Generative AI is quickly reshaping the music trade, empowering creators—no matter ability—to create studio-quality tracks with basis fashions (FMs) that personalize compositions in actual time. As demand for distinctive, immediately generated content material grows and creators search smarter, quicker instruments, Splash Music collaborated with AWS to develop and scale music technology FMs, making skilled music creation accessible to thousands and thousands.
On this publish, we present how Splash Music is setting a brand new commonplace for AI-powered music creation by utilizing its superior HummingLM mannequin with AWS Trainium on Amazon SageMaker HyperPod. As a specific startup within the 2024 AWS Generative AI Accelerator, Splash Music collaborated intently with AWS Startups and the AWS Generative AI Innovation Heart (GenAIIC) to fast-track innovation and speed up their music technology FM improvement lifecycle.
Problem: Scaling music technology
Splash Music has empowered a brand new technology of creators to make music, and has already pushed over 600 million streams worldwide. By giving customers instruments that adapt to their evolving tastes and types, the service makes music manufacturing accessible, enjoyable, and related to how followers truly need to create. Nonetheless, constructing the expertise to unlock this artistic freedom, particularly the fashions that energy it, meant overcoming a number of key challenges:
- Mannequin complexity and scale – Splash Music developed HummingLM—a cutting-edge, multi-billion-parameter mannequin tailor-made for generative music to ship its mission of creating music creation really accessible. HummingLM is engineered to seize the subtlety of human buzzing, changing artistic concepts into music tracks. Assembly these excessive requirements of constancy meant Splash needed to scale up computing energy and storage considerably, so the mannequin might ship studio-quality music.
- Speedy tempo of change – The tempo of trade and technological change, pushed by speedy AI development, means Splash Music should regularly adapt, prepare, fine-tune, and deploy new fashions to fulfill person expectations for contemporary, related options.

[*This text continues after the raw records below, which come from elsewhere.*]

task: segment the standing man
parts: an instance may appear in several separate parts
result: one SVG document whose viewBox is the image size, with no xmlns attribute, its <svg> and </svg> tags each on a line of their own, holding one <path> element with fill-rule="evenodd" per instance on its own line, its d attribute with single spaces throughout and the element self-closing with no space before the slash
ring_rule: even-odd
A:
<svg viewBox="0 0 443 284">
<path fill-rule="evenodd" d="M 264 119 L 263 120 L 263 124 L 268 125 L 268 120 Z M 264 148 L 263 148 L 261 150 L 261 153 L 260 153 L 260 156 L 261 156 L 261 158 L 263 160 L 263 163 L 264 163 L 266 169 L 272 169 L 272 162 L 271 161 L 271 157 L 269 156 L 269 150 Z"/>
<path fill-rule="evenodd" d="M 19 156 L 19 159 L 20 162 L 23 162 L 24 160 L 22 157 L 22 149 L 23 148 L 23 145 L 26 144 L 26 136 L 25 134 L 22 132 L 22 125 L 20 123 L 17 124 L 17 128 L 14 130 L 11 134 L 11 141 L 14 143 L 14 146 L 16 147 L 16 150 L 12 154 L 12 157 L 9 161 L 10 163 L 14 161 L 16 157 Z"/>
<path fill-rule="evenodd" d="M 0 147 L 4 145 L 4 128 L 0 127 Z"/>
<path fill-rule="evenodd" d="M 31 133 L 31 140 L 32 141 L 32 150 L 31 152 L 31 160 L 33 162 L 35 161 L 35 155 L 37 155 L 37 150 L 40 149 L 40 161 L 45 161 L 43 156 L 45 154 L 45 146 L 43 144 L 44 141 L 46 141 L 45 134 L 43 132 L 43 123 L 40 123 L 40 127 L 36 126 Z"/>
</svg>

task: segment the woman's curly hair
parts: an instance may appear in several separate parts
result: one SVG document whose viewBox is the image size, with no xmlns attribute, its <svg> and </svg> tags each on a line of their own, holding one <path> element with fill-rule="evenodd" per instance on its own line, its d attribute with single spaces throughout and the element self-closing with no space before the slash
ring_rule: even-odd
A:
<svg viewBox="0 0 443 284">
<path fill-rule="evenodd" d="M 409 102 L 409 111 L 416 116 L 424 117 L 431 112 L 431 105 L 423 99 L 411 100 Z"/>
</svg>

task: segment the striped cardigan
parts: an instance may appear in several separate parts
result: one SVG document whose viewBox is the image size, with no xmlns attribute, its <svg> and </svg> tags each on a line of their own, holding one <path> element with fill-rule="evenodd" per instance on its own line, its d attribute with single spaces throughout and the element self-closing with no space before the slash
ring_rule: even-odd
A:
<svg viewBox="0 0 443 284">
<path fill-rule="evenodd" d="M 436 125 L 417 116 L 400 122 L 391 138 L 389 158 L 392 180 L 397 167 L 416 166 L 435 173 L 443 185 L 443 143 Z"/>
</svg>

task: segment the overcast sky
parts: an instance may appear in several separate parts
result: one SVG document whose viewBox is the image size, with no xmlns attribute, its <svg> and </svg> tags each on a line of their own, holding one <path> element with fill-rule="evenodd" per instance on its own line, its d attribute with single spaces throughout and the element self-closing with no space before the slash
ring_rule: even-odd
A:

- Infrastructure scaling – Managing and scaling giant clusters within the generative AI mannequin improvement lifecycle introduced unpredictable prices, frequent interruptions, and time-consuming handbook administration. Previous to AWS, Splash Music relied on externally managed GPU clusters, which concerned unpredictable latency, further troubleshooting, and administration complexity that hindered their capability to experiment and scale as shortly as wanted.
The service wanted a scalable, automated, and cost-effective infrastructure.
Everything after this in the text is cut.